Couple more weeks should be good, weather co-operating.


----------



## crittergitter (Jun 9, 2005)

tonycole said:


> whats the best time to start hitting the walleye its my first time fishing for them this year i live a couple hours away hoping to run into a few.


May 10 should be just about perfect.


----------



## kprice (May 23, 2009)

tonycole said:


> whats the best time to start hitting the walleye its my first time fishing for them this year i live a couple hours away hoping to run into a few.


I would say first week of April will have a good number of fish in the river. Follow the maumee tackle web site for the daily fishing report 

Outdoor Hub mobile, the outdoor information engine


----------



## tonycole (Feb 19, 2012)

is the conan st. bridge a good place to fish or is there a better more well known place to catch up with the walleyes?


----------



## sherman51 (Apr 12, 2011)

just let the days get alittle longer. theres going to be a few fish caught over the next week or 2 and then by the middle of march the fish should be coming in in numbers. and it should peak about the 1st week of april. the only times i,ve fished in may i only caught white bass. im sure there are still some around in may, but i,ve never found them.
sherman


----------



## Redhunter1012 (Feb 6, 2006)

sherman51 said:


> just let the days get alittle longer. theres going to be a few fish caught over the next week or 2 and then by the middle of march the fish should be coming in in numbers. and it should peak about the 1st week of april. the only times i,ve fished in may i only caught white bass. im sure there are still some around in may, but i,ve never found them.
> sherman


Yea, never get any warreye in May


----------



## sherman51 (Apr 12, 2011)

Redhunter1012 said:


> Yea, never get any warreye in May


hey redhunter
i said the times i,ve been there i never got any walleye in may. i didnt say there was never any walleye there. please read the whole post before you start slamming me. i even said im sure there are still fish around in may. but that i just hadnt found them. if you have better info please post it. he,s asking for info from all of us. all i can do is tell him about my fishing. and i havent done alot of fishing in may. but the few times i went i was catching white bass. good fishing to you all whenever you go fishing.
sherman


----------



## Redhunter1012 (Feb 6, 2006)

sherman51 said:


> hey redhunter
> i said the times i,ve been there i never got any walleye in may. i didnt say there was never any walleye there. please read the whole post before you start slamming me. i even said im sure there are still fish around in may. but that i just hadnt found them. if you have better info please post it. he,s asking for info from all of us. all i can do is tell him about my fishing. and i havent done alot of fishing in may. but the few times i went i was catching white bass. good fishing to you all whenever you go fishing.
> sherman


Slow down Shermanator. It's been several years since I've caught any warreye in May, and very few at that, IIRC. I wasn't slamming anyone. Cabin fever is just stupid this year. Everyone gets so damn butt hurt over anything one of us says that doesn't include our daily whereabouts on the river the past 10 years. Probably 8-10 years ago when the limit was 10 I remember getting limits for a couple weeks into may throwing double 1/4 oz jigheads. And they were all legal fish. One day in about a 4-5 hour period I caught 51 walleye and snagged 2. All were 15-17 inch jacks. It just depends on conditions. If the water stays pretty cool and doesn't get completely blown out the last couple weeks in April, then you can count on catching some Jacks in May. Coincidently, the last May limit I can remember happens to be the last year we battled the moss down there. I think it was atleast 4 years ago


----------



## trapperjon (Mar 11, 2008)

die4irish said:


> nope it's based on the length of daylight.

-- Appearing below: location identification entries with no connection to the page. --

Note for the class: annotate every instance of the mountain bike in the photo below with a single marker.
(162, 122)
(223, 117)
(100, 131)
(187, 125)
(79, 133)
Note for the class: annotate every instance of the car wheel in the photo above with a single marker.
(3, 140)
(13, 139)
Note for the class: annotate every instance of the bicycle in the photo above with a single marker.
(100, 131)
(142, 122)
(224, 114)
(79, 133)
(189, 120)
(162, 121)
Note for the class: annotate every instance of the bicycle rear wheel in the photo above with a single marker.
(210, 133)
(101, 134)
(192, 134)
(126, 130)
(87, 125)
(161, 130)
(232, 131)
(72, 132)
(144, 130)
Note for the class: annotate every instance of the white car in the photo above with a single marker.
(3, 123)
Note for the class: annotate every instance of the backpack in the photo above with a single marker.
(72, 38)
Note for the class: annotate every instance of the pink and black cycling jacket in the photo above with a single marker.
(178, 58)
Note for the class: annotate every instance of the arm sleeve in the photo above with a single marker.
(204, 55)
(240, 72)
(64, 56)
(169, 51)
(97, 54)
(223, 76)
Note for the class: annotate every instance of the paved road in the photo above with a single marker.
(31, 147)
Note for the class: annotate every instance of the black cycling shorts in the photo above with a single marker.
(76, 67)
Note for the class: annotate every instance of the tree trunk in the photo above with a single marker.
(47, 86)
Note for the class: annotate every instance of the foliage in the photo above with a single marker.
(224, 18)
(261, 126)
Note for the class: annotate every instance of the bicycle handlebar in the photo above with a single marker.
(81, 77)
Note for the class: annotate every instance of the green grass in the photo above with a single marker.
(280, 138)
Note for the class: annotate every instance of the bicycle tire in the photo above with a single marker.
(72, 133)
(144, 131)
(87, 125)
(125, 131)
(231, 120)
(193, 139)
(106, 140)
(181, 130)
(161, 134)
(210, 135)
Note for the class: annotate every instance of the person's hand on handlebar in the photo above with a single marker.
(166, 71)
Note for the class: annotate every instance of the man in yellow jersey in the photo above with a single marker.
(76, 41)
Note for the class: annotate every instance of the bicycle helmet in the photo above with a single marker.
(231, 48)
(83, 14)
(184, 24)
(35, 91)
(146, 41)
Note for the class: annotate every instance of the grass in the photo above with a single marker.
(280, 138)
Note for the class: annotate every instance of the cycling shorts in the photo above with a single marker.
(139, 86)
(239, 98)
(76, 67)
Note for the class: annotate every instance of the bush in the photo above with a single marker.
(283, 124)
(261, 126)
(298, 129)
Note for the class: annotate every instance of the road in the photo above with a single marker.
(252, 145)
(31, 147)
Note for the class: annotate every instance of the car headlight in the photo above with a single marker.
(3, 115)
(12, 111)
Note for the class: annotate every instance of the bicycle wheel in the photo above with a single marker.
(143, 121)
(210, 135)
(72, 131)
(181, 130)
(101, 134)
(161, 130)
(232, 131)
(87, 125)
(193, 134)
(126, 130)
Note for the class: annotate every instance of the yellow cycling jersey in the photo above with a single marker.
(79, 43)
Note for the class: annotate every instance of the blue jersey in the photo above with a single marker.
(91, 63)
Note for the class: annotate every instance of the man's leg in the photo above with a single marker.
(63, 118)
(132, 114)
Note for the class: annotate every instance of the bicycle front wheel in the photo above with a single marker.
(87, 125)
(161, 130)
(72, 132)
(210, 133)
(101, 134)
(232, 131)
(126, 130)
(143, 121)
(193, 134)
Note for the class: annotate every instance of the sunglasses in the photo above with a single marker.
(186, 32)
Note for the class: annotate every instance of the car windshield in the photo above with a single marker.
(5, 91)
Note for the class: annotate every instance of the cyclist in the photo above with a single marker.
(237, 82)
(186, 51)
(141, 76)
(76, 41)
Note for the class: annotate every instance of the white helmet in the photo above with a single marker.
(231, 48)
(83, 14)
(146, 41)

hey die4irish i'm just wondering where you got this information, now i'm not slamming you it's just that i always thought it had to do with water temp and a good flow to bring them up the river, am i wrong? if so please inlighten me thx JON


----------



## BFG (Mar 29, 2006)

It's a combination of many things.

Photoperiod
Water temperature
Water flow


We are almost there....get your stuff ready.


----------



## sherman51 (Apr 12, 2011)

Redhunter1012 said:


> Slow down Shermanator. It's been several years since I've caught any warreye in May, and very few at that, IIRC. I wasn't slamming anyone. Cabin fever is just stupid this year. Everyone gets so damn butt hurt over anything one of us says that doesn't include our daily whereabouts on the river the past 10 years. Probably 8-10 years ago when the limit was 10 I remember getting limits for a couple weeks into may throwing double 1/4 oz jigheads. And they were all legal fish. One day in about a 4-5 hour period I caught 51 walleye and snagged 2. All were 15-17 inch jacks. It just depends on conditions. If the water stays pretty cool and doesn't get completely blown out the last couple weeks in April, then you can count on catching some Jacks in May. Coincidently, the last May limit I can remember happens to be the last year we battled the moss down there. I think it was atleast 4 years ago


hey redhunter
were cool, but hopefully not for to much longer,LOL. i just wanted to make it clear that i wasnt saying that they couldnt be caught in may.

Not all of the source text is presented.